Cinq ans

Cinq ans que je suis dans le noir. Au début, je n’ai pas compris. J’ai cru que j’allais mourir. Qu’ils allaient me tuer. Très vite. Qu’est ce que je suis, après tout. Pas grand chose. Juste un soldat de plus. Mes parents ne sont pas riches. Ils ne font pas de politique. J’étais juste là au mauvais moment. Sur la mauvaise route. Putain d’armée. Putain de pays. Je ne suis pas fier d’être dans le noir, je n’ai rien à revendiquer. Je voudrais juste qu’on me laisse m’en aller. Ca fait cinq ans que je l’attends. Je ne suis pas prisonnier, je n’ai aucune idée du temps que durera ma peine, combien de jours encore je vais rester enfermé.

Je ne sais pas où je suis. On me change souvent de pièce, de maison, de ville. Un tissu sur la tête, parfois juste un sac en papier, je n’arrive pas à voir la route, j’entends juste parler, le ronronnement du moteur et les bruits des villes qu’on traverse. Mais la destination est toujours la même. Une cave quelque part. Des hommes qui viennent m’apporter à manger. Parfois des toilettes. Un journal, dans une langue que je ne comprends pas. Un matelas. Je pense à des choses stupides, comme le temps qu’il fait dehors, ce qui passe à la télévision, ces petites choses que je ne sais pas. Parfois je crois devenir fou, j’oublie ma langue maternelle, je n’arrive plus à parler, même tout bas, même en silence, même pour personne. C’est long, ces années sans rien entendre de familier.
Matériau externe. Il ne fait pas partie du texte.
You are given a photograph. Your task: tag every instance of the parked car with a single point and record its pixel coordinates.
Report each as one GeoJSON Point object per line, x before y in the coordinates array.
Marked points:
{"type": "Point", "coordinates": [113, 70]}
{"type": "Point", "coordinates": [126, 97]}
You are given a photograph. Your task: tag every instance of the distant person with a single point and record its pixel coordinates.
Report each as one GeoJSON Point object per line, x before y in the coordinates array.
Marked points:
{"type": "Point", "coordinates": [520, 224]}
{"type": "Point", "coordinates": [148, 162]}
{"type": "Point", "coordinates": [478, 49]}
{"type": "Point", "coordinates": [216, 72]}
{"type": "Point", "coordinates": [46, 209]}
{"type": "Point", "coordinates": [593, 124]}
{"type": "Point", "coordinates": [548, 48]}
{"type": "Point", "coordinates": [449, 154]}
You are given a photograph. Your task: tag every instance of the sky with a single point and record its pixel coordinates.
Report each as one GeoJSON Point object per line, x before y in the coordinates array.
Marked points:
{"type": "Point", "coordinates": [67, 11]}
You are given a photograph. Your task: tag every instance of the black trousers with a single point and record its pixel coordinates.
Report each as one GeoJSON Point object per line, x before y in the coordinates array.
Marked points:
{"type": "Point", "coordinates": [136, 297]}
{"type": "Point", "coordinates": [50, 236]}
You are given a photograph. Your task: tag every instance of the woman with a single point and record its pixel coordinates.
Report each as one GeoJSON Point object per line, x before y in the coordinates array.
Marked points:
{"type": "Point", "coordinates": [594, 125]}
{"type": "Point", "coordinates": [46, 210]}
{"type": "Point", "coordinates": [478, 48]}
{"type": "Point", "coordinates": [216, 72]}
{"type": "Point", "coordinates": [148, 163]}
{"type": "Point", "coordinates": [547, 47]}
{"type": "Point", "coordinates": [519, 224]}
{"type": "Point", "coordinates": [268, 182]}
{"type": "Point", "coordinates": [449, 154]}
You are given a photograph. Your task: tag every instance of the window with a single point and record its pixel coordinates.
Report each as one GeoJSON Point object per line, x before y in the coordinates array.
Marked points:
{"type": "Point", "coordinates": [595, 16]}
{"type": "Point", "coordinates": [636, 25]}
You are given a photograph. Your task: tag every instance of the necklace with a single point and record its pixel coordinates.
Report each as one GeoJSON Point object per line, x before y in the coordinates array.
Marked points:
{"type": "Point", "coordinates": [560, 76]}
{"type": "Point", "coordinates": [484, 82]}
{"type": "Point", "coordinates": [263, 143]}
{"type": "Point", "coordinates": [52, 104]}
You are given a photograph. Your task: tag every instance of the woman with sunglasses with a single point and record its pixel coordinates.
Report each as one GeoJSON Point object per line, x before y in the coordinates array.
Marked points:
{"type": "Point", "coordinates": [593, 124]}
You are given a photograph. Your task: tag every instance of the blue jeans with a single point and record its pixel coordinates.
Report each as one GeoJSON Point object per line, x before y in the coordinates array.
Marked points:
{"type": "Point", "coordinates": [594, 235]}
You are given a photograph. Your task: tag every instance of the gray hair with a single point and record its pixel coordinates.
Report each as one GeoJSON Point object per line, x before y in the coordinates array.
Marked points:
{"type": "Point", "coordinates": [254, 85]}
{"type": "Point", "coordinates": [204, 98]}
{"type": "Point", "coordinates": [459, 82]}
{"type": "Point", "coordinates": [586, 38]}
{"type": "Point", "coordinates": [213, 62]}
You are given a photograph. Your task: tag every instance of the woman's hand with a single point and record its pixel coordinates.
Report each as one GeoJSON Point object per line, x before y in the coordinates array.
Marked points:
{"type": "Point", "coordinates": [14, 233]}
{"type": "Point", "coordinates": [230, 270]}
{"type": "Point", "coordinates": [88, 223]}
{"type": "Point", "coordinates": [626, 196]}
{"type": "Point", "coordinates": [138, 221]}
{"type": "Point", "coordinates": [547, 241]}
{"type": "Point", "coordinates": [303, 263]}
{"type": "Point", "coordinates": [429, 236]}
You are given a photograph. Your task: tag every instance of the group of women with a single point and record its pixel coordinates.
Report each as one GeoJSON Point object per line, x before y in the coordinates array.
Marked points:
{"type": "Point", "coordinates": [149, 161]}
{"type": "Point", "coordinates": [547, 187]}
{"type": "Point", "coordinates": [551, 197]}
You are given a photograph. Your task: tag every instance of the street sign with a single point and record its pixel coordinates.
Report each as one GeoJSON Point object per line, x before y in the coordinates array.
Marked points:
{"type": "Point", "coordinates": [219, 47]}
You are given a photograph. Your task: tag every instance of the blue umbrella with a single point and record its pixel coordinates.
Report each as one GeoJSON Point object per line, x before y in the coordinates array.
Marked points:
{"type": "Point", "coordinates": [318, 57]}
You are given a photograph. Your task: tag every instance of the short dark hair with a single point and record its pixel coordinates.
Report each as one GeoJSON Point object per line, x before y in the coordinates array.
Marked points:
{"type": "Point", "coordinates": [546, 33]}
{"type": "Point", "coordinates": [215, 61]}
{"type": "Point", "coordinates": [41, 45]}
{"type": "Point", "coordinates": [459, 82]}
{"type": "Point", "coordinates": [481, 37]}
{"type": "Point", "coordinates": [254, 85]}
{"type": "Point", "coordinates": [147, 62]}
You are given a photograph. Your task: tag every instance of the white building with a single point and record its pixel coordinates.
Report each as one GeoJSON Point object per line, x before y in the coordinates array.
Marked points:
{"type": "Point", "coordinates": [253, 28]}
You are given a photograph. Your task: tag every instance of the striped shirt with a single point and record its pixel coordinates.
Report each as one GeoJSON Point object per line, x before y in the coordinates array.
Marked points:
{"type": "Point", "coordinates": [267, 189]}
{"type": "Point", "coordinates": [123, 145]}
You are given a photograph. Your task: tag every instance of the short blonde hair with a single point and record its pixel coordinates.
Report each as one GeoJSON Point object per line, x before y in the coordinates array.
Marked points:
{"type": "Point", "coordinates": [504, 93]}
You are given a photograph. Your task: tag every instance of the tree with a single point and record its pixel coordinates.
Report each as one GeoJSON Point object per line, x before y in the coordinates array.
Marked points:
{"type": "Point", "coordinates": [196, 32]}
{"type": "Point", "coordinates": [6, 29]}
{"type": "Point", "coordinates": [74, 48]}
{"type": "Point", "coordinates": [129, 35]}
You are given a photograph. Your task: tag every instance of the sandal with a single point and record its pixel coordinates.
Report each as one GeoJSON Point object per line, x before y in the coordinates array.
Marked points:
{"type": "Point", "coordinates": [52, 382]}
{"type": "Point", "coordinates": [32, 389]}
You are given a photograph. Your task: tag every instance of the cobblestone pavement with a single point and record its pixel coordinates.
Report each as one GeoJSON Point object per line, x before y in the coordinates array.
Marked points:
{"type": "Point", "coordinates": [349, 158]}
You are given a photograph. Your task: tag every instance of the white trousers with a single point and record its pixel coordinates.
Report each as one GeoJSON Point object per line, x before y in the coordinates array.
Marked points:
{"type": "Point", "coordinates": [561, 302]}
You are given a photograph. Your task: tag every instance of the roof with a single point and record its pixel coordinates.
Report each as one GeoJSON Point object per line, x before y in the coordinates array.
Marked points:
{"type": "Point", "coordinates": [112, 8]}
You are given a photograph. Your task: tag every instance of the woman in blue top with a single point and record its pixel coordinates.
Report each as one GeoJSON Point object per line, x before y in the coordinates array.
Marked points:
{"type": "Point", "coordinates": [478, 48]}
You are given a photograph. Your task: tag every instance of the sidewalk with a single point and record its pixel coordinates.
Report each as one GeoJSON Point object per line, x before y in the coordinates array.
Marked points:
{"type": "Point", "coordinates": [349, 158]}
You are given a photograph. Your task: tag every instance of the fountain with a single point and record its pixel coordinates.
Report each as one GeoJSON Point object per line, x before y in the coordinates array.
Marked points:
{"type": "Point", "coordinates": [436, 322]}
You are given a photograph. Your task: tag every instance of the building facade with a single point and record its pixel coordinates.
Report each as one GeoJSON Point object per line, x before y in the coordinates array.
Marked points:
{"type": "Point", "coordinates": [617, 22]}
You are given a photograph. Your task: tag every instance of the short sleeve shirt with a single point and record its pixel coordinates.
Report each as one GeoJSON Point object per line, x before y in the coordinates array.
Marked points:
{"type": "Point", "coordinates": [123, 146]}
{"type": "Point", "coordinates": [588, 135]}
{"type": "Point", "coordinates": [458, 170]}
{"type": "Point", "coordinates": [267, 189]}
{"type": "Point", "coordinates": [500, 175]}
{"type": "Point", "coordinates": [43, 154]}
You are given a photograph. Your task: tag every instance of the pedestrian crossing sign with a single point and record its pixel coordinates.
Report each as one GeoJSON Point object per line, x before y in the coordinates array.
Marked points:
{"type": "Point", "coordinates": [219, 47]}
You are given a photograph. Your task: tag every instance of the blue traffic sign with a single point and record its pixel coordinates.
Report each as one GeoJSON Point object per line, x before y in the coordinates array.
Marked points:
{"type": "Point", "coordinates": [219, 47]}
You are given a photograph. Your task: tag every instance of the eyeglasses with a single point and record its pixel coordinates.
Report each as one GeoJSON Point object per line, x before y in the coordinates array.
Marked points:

J’ai eu vingt quatre ans je crois. Si je compte bien. Je devrais être en train de voyager, quelque part entre l’Asie et New York, après mes trois ans d’armée. Je devrais être libre, de cette guerre qui se joue en mon nom, de ces hommes qui se servent de moi comme d’un appât. On me demande de parler devant une caméra, de temps en temps. Je n’ai pas vraiment le choix. Alors je lis ce que l’on me demande, j’essaie de ne rien laisser paraître, parce que je pense à mes parents, qui doivent me chercher. Je ne voudrais pas qu’ils pensent que je vais mal, que je me laisse aller. Alors je lis bêtement le texte que l’on me soumet. Et je prie pour qu’on me laisse tranquille. Qu’on vienne me chercher. Je voudrais juste rentrer chez moi. On ne doit pas être loin, quelques centaines de kilomètres seulement. Sauter dans une voiture et surprendre ma mère dans la cuisine, mettre mes mains sur ses yeux et lui faire une surprise.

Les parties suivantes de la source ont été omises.